Estado de S. Paulo 27/12
A aprovação, pelo Congresso, do projeto que regulariza recursos considerados de origem lícita depositados por brasileiros no exterior, mas não declarados à Receita Federal, causa espanto aos contribuintes cumpridores de seus deveres fiscais não apenas pelo discutível conteúdo da decisão, mas sobretudo pelos métodos e artimanhas empregados pelos parlamentares para a sua aprovação. Por causa da pressa do governo na aprovação da medida, com a qual espera arrecadar R$ 21 bilhões em 2016 – embora nada assegure que isso possa ocorrer –, o Senado passou por cima da ética e atropelou sua respeitabilidade, acolhendo emendas claramente imorais anteriormente aprovadas pela Câmara e deixando para a presidente Dilma Rousseff a tarefa de vetá-las, se ela entender necessário fazê-lo.
O projeto anistia responsáveis por diversos crimes fiscais e de outra natureza que aceitem pagar Imposto de Renda mais multa, ambos com alíquota de 15%, sobre valores que mantêm no exterior, mas haviam omitido nas suas declarações anuais de bens e rendimentos à Receita Federal. No projeto original enviado pelo governo ao Congresso, entre os delitos dos quais os declarantes seriam anistiados estavam crimes contra a ordem tributária, sonegação fiscal, sonegação de contribuição previdenciária, evasão de divisas e lavagem de dinheiro. À lista, a Câmara dos Deputados acrescentou os de descaminho, uso de documento falso, associação criminosa e contabilidade paralela.
Uma das emendas ao texto original aprovada pelos deputados estabelece que serão excluídos dos benefícios do programa de regularização de recursos depositados no exterior somente os “sujeitos que tiverem sido condenados em ação penal com decisão transitada em julgado”. Ou seja, um sujeito – para utilizar a expressão empregada no projeto – que já tenha sido investigado pela polícia, acusado pelo Ministério Público e condenado em várias instâncias da Justiça pelos crimes relacionados no projeto poderá se beneficiar das medidas ali previstas desde que, por meio de recursos legítimos ou de chicanas, consiga retardar a publicação da sentença condenatória definitiva.
Outra emenda incluída pela Câmara no projeto – que ficou conhecido como de repatriação de recursos – estabelece que a declaração de regularização feita pelo interessado não poderá ser, “por qualquer modo, utilizada como único indício ou elemento para efeitos de expediente investigatório ou procedimento criminal”. Em outras palavras, em determinadas circunstâncias, a eventual confissão de prática de delito pelo contribuinte que aderir ao programa não poderá ser utilizada contra ele.

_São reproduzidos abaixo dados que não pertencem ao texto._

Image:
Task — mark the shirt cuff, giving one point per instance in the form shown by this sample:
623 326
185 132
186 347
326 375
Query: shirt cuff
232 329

Para não alterar o texto aprovado pela Câmara, retirando dele excessos como os citados acima – o que implicaria nova discussão e votação pelos deputados, o que retardaria sua aprovação, contrariando o interesse do governo –, o relator do projeto no Senado, Walter Pinheiro (PT-BA), utilizou uma manobra regimental. Por meio de emendas de redação, que não alteram o mérito do texto, Pinheiro destacou os pontos que, a seu ver, devem ser vetados pela presidente da República.
Desmoralizado, tanto quando o Executivo, por lideranças envolvidas em atos delituosos investigados no âmbito da Operação Lava Jato, o Legislativo perde mais uma fatia do que lhe resta de credibilidade junto à sociedade.
Destaque-se que, durante a tramitação do projeto de repatriação de recursos na Câmara, foi rejeitada, por 351 votos a 48, a inclusão, entre os beneficiários da anistia que está sendo instituída, de políticos, funcionários públicos e seus parentes até segundo grau. Se aprovada, a medida atenderia aos interesses do presidente da Casa, deputado Eduardo Cunha (PMDB-RJ) – que não deu explicações convincentes sobre o dinheiro que ele e familiares mantêm no exterior –, embora a vinculação dos problemas do parlamentar fluminense com a proposição da medida tenha sido desmentida vigorosamente. Pelo menos desse ato que o desmoralizaria ainda mais o Congresso se livrou.